When patients come to us with vague symptoms, it makes the etiology for their pain difficult to locate. Working with an endodontist using cone beam technology can be very beneficial to your diagnosis of these patients’ pain.
Identifying the Pain
Friend, in the Journal of Endodontics, indicated that only 37% of patients can accurately determine the source of their odontogenic pain. Referred pain is very common due to convergence of the pain producing neurons to the same second order terminals in the nucleus caudalis. This convergence can make it very frustrating for both us and the patient when no positive identification of the offending tooth is isolated.

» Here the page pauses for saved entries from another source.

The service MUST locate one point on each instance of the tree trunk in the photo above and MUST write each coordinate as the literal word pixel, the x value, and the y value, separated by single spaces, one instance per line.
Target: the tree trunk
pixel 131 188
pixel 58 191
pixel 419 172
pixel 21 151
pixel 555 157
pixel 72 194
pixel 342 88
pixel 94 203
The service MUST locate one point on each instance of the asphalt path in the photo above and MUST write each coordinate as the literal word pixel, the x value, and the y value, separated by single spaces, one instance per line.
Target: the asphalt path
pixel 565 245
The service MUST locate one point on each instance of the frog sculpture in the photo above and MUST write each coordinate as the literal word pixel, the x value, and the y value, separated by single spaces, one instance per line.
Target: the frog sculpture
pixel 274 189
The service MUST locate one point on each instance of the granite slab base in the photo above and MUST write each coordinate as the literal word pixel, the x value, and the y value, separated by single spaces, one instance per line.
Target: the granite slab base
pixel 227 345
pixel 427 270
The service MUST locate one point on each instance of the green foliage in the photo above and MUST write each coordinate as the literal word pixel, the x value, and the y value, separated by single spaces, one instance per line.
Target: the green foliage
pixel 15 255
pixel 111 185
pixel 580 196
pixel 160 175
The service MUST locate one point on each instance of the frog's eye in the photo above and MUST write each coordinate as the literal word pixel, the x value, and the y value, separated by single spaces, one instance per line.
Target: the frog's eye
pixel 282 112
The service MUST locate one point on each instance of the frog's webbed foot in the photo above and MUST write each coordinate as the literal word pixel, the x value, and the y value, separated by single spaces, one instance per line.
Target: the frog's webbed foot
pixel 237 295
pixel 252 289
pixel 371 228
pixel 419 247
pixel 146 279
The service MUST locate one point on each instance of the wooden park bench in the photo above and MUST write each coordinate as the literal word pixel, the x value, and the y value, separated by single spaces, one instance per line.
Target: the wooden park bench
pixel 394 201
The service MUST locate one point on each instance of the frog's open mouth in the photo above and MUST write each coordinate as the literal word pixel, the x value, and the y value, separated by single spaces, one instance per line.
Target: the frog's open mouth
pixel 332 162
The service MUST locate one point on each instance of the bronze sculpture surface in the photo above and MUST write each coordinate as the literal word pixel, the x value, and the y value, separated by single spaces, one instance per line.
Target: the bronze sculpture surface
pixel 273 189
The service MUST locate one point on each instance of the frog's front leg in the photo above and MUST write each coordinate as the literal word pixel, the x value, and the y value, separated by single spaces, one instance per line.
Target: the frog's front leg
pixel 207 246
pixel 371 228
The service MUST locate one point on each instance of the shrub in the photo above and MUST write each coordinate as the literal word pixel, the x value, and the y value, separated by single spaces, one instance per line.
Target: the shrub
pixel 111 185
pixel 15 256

Seltzer and Bender in 1961 determined that lesions of endodontic origin must perforate or significantly thin the buccal cortical plate to be visible on the radiograph. And when the infection is contained solely in the cancellous bone, the lesion is not visible on the radiograph.
CT Scan Advantages
Lo in the endodontic literature proved that the CT scan shows more periapical pathology than 2-D radiographs. In most instances, a periapical x-ray can show small changes in the bone, but the CT images can show a lesion of significant size and provide you with the exact source of the problem. This trait makes the CT scan a great tool.
The CT scan is also very helpful in dental retreatment cases in determining if a tooth is restorable. The scan can show root fractures, bone loss and missed canals.
Overall, the CT allows your endodontist to be more thorough in their diagnosis which leads to enhanced diagnostics and ultimately providing the best treatment for your patients. If your endodontist is not using cone beam technology, encourage them to investigate the benefits in the dental treatment of your patients.